Когда стрелки карманного «Лонжина» (Геннадий избегал носить электронные часы) показали пять пополуночи, и небо залил серенький финский рассвет, он скомандовал: «пора». Вдвоём они откатили тяжелую дверь, и вагон наполнился оглушительным грохотом. Состав набрал приличную скорость – мимо пролетали рощицы, мелькали крыши финских мыз, кое-где проглядывали между деревьями осколки водной глади.

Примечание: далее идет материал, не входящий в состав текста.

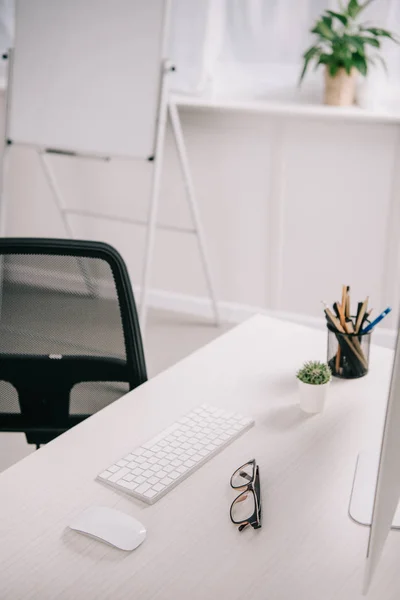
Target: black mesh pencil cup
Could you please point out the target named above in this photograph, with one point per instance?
(348, 353)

– Проехали Порвоо. – Геннадий наклонился к уху спутника, силясь перекричать стук колёс. – Пора. Если помедлим – придётся добираться пешком, расспрашивать местных о дороге, а это ненужный риск. Запомнят, донесут – финны, они такие… Так что, дождёмся какого ни то подъёма, и как только состав сбросит хоть немного скорость – будем прыгать. Готов?
Виктор не стал отвечать. Готов, не готов – какая теперь разница? Как будто у него есть выбор…
Поезд пошёл медленнее. Геннадий хлопнул его по плечу и крикнул «Пошёл»! Виктор покрепче прижал локтем свёрток с драгоценными тетрадями, набрал в грудь воздуха и прыгнул – спиной вперёд, против хода состава, как это делают (спутник успел проинструктировать на этот счёт) опытные железнодорожники. Свист воздуха в ушах, удар, в колене что-то отчётливо хрустнуло – и Виктор, придушенно взвыв от боли, покатился по заросшему сорняками да редкими кустиками откосу.
Кронштадт,
Купеческая гавань.
Июнь 1888 г.
Алисе раньше не приходилось путешествовать на больших судах, вроде морских круизных лайнеров. Были, разве что, короткие рейсы на прогулочных катерках, да как-то раз скаталась в круиз от Москвы до Углича и обратно протяжённостью в трое, кажется, суток. Но это, конечно, совсем не то, хотя размерами трёхпалубный речной теплоход с гордым названием «Юрий Долгорукий» не особо и уступал судну, на котором им с бароном предстояло плыть в Амстердам. Разве что, надводный борт этой посудины был куда как выше – на глаз, не меньше, чем втрое, – и пассажирам, чтобы попасть на пароход, приходилось подниматься по крутому деревянному трапу с верёвочным ограждением, не внушавшем Алисе ни малейшего доверия.
Большая, похожая на летний отель, надстройка с каютами, барами, солнечной палубой и прогулочными галереями вдоль бортов, наоборот, отсутствовала. Вместо неё на палубе, загромождённой лебёдками, раструбами вентиляторов и прочими непонятными сооружениями, возвышалась жёлтая, с чёрной поперечной полосой труба и целых три мачты, способные нести, как объяснил ей барон, самые настоящие паруса. Случается это, правда, нечасто и исключительно при попутном ветре, и уж тем более – не в узком Морском канале, которым крупные морские суда с большой осадкой только и могли ходить в мелководном Финском заливе. Но всё же, высоченные мачты в паутинах снастей, острый, скошенный вперёд форштевень, заканчивающийся длинным бушпритом – всё вместе это порождало ожидание приключений в стиле Станюковича и Жюля Верна.